Lukaschenko: "Alles unter Kontrolle"

9. August 2020

Die Bürger von Belarus waren zur Präsidentenwahl aufgerufen. Staatschef Lukaschenko schien vor dem Wahltag nervös und versetzte der Opposition Nadelstiche. Nach offiziellen Angaben hat er haushoch gewonnen.

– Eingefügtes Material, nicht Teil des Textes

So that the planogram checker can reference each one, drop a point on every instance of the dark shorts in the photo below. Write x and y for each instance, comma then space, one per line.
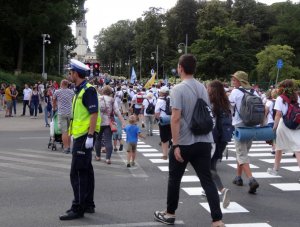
131, 147
165, 133
137, 111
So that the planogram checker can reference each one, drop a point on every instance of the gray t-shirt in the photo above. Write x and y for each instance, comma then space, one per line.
184, 97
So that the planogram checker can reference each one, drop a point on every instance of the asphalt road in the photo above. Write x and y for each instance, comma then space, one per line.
35, 187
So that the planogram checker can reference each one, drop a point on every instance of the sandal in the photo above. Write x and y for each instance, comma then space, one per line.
218, 224
164, 157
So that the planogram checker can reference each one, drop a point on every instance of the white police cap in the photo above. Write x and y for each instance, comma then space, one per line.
78, 67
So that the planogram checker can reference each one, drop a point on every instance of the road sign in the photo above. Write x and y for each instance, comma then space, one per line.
279, 63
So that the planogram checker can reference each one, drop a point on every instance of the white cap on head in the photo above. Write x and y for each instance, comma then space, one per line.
164, 89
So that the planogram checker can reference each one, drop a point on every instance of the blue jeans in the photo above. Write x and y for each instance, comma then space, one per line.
106, 134
15, 106
199, 155
34, 105
46, 111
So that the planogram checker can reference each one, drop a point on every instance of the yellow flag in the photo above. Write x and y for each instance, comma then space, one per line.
150, 82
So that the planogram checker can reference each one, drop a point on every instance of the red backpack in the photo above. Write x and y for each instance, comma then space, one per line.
292, 117
139, 98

Präsidentschaftswahl in Weißrussland | Alexander Lukaschenko
Bild: picture-alliance/dpa/S. Grits

Es war eine Präsidentenwahl unter dem Eindruck massiver Polizeigewalt. Staatschef Alexander Lukaschenko zeigte sich siegessicher. Er will weiter Präsident von Belarus (Weißrussland) bleiben und strebt eine sechste Amtszeit an. Nach offiziellen Angaben der Wahlkommission liegt Lukaschenko in Nach-Wahl-Befragungen mit fast 80 Prozent Stimmanteil deutlich vorne. Die populärste Oppositionskandidatin Swetlana Tichanowskaja kam demnach nicht mal auf 7 Prozent Stimmenanteil. Wie das ZDF meldet, zeigt eine Umfrage einer regierungskritischen Organisation genau das gegenteilige Stimmenverhältnis. Demnach liegt Tichanowskaja bei 70 Prozent und Lukaschenko kam auf etwa 16.

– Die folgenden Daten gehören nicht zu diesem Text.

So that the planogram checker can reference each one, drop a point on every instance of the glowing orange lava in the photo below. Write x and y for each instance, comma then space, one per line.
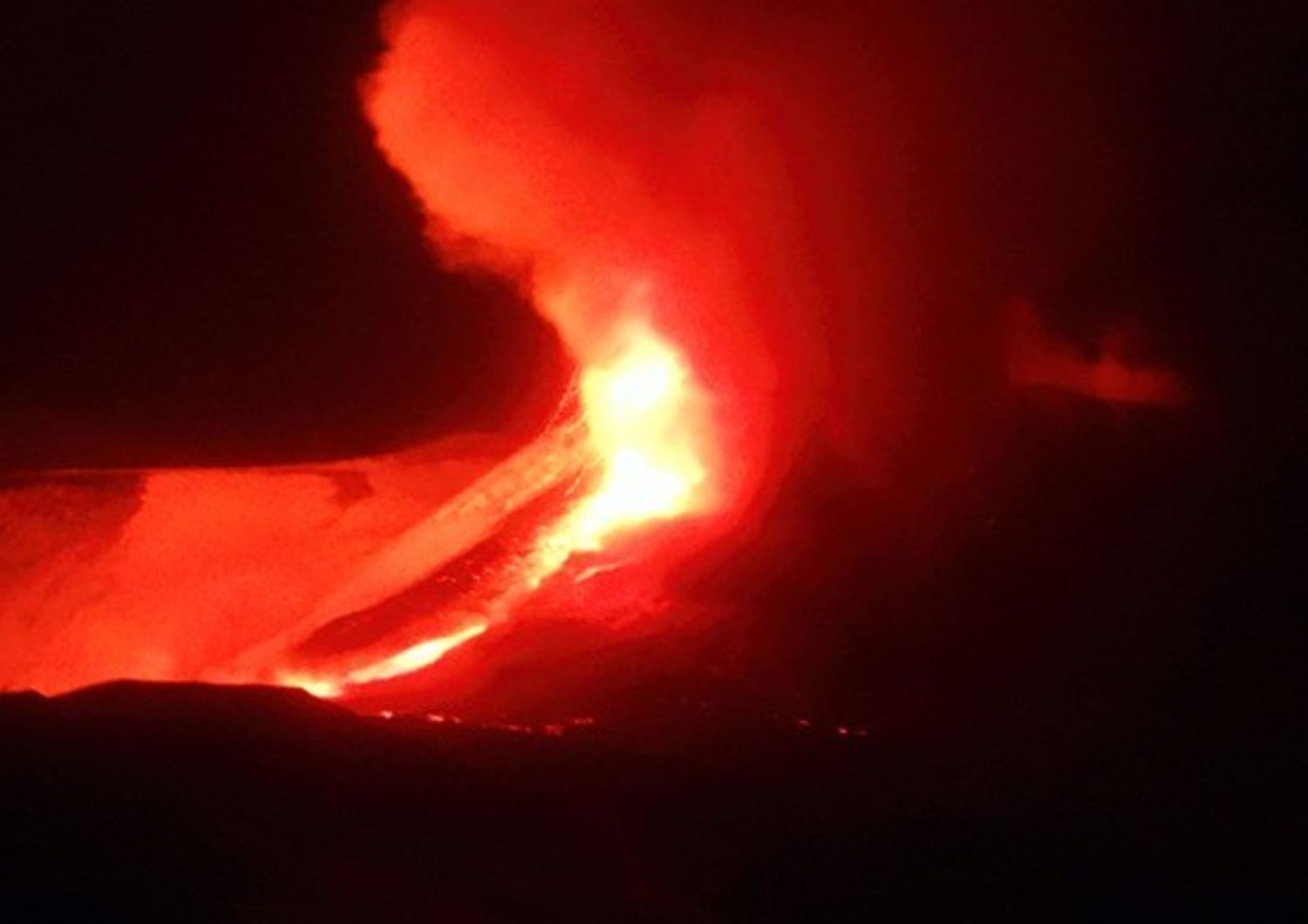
644, 452
646, 429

Überschattet wurde die Wahl in der ehemaligen Sowjetrepublik von Protesten und Festnahmen. Lukaschenko versicherte, alles sei unter Kontrolle. "Das Land wird morgen nicht ins Chaos oder einen Bürgerkrieg stürzen", sagte er nach der Stimmabgabe in der Hauptstadt Minsk. "Das garantiere ich." Der 65-Jährige ist seit mehr als einem Vierteljahrhundert an der Macht. Wiederholt warnte Lukaschenko vor Unruhen.

Kurz vor der Präsidentenwahl an diesem Sonntag sind in Belarus weitere führende Vertreter der Opposition festgenommen worden. Dazu gehört die Oppositionspolitikerin Maria Kolesnikowa. Nach Angaben ihres Wahlkampfteams wurde sie von Polizisten in Gewahrsam genommen und nach kurzer Zeit wieder freigelassen. Angeblich habe es sich um eine Verwechslung gehandelt. Kolesnikowa gehört zu einem Frauen-Trio, das als größte Herausforderung seit Jahren für den Langzeit-Staatschef Alexander Lukaschenko gesehen wird.

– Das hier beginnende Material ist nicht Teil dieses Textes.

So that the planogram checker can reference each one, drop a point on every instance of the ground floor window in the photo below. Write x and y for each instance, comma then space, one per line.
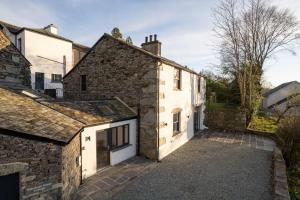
176, 123
56, 78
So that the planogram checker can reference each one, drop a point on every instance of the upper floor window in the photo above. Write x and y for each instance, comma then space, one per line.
176, 123
83, 82
177, 79
19, 45
56, 78
199, 84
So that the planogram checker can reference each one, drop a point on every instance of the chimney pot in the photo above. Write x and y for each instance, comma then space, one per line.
152, 46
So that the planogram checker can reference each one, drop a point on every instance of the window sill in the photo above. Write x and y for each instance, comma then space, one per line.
175, 134
121, 147
175, 89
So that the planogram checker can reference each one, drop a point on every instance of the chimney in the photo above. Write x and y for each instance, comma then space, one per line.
153, 45
52, 29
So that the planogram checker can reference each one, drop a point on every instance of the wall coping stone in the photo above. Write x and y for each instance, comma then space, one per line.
280, 185
11, 168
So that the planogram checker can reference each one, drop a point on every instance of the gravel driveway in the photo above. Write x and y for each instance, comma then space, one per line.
215, 167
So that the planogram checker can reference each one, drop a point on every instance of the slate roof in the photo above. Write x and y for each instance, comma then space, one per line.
93, 112
33, 114
81, 47
16, 29
279, 88
12, 28
44, 32
21, 113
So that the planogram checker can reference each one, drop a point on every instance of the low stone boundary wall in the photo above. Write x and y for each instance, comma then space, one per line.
280, 185
225, 119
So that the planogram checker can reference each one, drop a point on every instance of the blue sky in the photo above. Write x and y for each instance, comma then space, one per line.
184, 27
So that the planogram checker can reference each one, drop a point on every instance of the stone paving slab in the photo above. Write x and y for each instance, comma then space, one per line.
109, 181
214, 165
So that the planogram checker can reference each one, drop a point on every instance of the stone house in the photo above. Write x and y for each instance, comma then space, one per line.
168, 97
50, 54
47, 147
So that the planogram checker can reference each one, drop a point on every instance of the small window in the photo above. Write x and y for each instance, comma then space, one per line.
19, 45
56, 78
114, 137
120, 136
83, 82
176, 123
199, 84
177, 77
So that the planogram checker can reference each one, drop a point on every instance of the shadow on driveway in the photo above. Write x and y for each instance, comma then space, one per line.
216, 166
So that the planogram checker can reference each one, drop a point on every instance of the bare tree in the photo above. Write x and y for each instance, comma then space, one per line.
251, 31
290, 108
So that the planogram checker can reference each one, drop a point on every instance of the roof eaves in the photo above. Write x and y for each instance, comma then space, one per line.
40, 32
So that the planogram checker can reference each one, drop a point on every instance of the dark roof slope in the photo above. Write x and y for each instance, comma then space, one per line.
81, 47
44, 32
31, 113
279, 88
12, 28
22, 113
159, 58
16, 29
93, 112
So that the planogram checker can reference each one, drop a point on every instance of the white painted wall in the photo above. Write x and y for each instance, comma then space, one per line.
281, 94
37, 46
186, 99
89, 157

Die Oppositionspolitikerin Maria Kolesnikowa in MinskBild: Imago Images/ITAR-TASS/N. Fedosenko

Ebenfalls inhaftiert wurde die Wahlkampfleiterin der führenden Oppositionskandidatin Swetlana Tichanowskaja. Maria Moros werde voraussichtlich bis Montag festgehalten, sagte eine Sprecherin Tichanowskajas der Nachrichtenagentur AFP. Der Grund für die Festnahme sei unklar. Moros war bereits Anfang der Woche in Gewahrsam genommen worden, nachdem sie die litauische Botschaft in Minsk besucht hatte. Wenig später wurde sie wieder freigelassen.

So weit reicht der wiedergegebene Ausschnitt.